If not handled correctly, these engagements can increase risk for your organization, and it’s important to keep in mind that POC projects may not always deliver on their promises. The scary part isn’t the tests themselves. Many POC engagements aren’t considered actual vendor engagements. So, many organizations may be neglecting standard third-party risk precautions.
Let’s dive into some of the risks of proof of concepts and best practices to mitigate them.
The Risks of Proof of Concept With Fintech Vendors
A seemingly harmless proof of concept can cause more harm than good, resulting in increased liability rather than benefits. Before undertaking any POC engagement, fintech or otherwise, it’s important to understand the potential risks:
- The use of sensitive customer information – Your organization has a duty to protect customer data and privacy. Even if the intention is to provide your customers with better service options, protecting their data should always be a priority.
- No contract in place – POC agreements don’t typically have the same legal protections as a full contract that’s developed to ensure both parties are meeting specific obligations, especially when it comes to:
- Data security
- Privacy
- Permissible use of data
- Other regulatory requirements
Many POC agreements amount to little more than a broad scope of work and don’t include the essential details to protect your organization and customers against risk.
- The third-party risk management team has no visibility of the engagement – These tests may be performed in isolation at the department level because, sure, why wouldn’t someone want to know they have a great solution on their hands before offering it up to your top management? Someone at your organization may be establishing a POC test engagement and your third-party risk management team is none the wiser.
- Lack of due diligence – Without going through the proper third-party risk management processes, there may be a lack of adequate due diligence – or none at all. Without a full understanding of the fintech firm’s risk practices and controls, there’s no way to know what precautions are in place to protect your customers’ data and how they ensure regulatory compliance.
- No visibility of fourth parties – Fintech firms outsource just like everyone else. Knowing which of their vendors are involved in providing the final solution to you is essential.
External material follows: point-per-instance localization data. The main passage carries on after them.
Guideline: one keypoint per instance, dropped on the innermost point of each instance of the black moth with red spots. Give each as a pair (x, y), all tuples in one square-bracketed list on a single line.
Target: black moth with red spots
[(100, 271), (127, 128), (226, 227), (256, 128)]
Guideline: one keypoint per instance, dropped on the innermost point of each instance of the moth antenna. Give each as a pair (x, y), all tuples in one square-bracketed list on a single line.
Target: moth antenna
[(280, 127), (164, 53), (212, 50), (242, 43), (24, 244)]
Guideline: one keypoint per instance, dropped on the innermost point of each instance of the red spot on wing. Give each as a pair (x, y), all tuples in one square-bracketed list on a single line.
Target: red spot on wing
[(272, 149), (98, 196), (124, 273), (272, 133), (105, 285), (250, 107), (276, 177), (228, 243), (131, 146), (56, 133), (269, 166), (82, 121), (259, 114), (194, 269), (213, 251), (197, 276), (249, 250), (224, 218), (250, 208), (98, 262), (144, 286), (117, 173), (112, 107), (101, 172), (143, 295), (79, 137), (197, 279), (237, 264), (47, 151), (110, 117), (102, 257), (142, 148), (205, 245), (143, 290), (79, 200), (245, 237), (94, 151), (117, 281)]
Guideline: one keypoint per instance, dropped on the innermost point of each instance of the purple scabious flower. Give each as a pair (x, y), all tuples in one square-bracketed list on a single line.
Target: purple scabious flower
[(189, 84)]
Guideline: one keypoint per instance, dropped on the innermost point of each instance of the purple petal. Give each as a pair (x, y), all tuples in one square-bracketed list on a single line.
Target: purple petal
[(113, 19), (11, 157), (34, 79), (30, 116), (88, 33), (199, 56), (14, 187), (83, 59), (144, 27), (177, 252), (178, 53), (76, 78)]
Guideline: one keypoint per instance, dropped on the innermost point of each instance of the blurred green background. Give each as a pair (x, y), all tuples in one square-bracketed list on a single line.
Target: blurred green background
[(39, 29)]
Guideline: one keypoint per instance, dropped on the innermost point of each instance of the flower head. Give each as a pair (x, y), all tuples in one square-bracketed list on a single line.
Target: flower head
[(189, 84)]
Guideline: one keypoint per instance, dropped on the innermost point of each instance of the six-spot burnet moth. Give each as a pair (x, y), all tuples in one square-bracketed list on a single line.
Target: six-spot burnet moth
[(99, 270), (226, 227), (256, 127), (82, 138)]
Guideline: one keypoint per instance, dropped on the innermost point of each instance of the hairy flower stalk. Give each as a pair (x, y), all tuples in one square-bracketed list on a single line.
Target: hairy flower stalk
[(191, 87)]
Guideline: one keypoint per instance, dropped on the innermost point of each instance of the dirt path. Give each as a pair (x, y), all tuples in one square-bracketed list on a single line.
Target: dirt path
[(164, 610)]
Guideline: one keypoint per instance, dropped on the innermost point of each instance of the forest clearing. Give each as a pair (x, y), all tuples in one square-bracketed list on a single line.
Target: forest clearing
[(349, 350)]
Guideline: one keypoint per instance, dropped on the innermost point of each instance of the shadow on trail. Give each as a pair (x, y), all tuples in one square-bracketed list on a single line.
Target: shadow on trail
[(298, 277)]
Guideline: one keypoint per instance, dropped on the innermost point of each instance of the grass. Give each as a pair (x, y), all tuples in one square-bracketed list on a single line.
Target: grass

It’s equally important to know how the fintech vets, manages, and monitors those vendors.
Best Third-Party Risk Management Practices With Proof of Concepts
When managed correctly, POC engagements can be an excellent opportunity to evaluate and scale new solutions. You can put the right protections in place to be able to test the product safely.
To minimize risk, and ensure a healthy proof of concept environment, follow these basic rules:
- Clarify the rules of engagement – Everyone in your organization should understand that any test or POC engagement must be treated the same as any other vendor engagement. The third-party risk management rules apply. Before beginning any POC, it’s important to conduct an inherent risk assessment to understand what risks are present. Ensure that no work begins before due diligence has been completed.
- Conduct appropriate due diligence – Don’t offer up anything to any vendor, fintech or otherwise, before you know who you’re dealing with. It’s important to understand and validate their risk management practices and controls.
- Use special POC contracts – You can enact a proof-of-concept contract that clearly defines the expectations and requirements around:
- Information security
- Privacy
- The return or destruction of any sensitive information used during the test
Your contract should be specific to the test only. If the solution works out, you’ll need a separate and more robust contract for a permanent engagement.
- Check the regulations – Any use of customers’ personally identifiable information (PII) must fall under a “permissible use” category. For example, you don’t want to use real customer PII (even in a test) to market new products if the customer has opted out of such activities.
- Anonymize data whenever possible – To ensure customer confidentiality in the event of a data breach, it’s recommended to replace actual customer names or account numbers with a unique code or other identifier that can be used during testing but can’t be traced back to the customer.
- Investigate the fintech’s third-party risk management practices – Make sure you review and understand how competent the fintech firm is when it comes to third-party risk management. Ask to review their policy and see evidence of risk assessments, due diligence, management, and monitoring.
- Know who the fourth parties are – Make sure you have a record of all fourth-party vendors (your vendor's vendors) that are significant in delivering the solution, have access to PII, or conduct offshore work.
Fintech encompasses a wide range of products and applications, yet it remains a fiercely competitive industry. There are many fintech firms vying for market share. If your potential fintech partner offers a POC engagement to demonstrate their value, it may be the best way to determine if they can truly deliver on their promises.
However, it’s essential to prioritize data security, privacy, and regulatory compliance when considering new products or services for your organization. Don’t become too captivated by a potential POC without first ensuring that these concerns are adequately addressed.
If your organization takes a careful approach and implements strong third-party risk management practices, exploring fintech's new products or services can be a truly enlightening and exciting opportunity.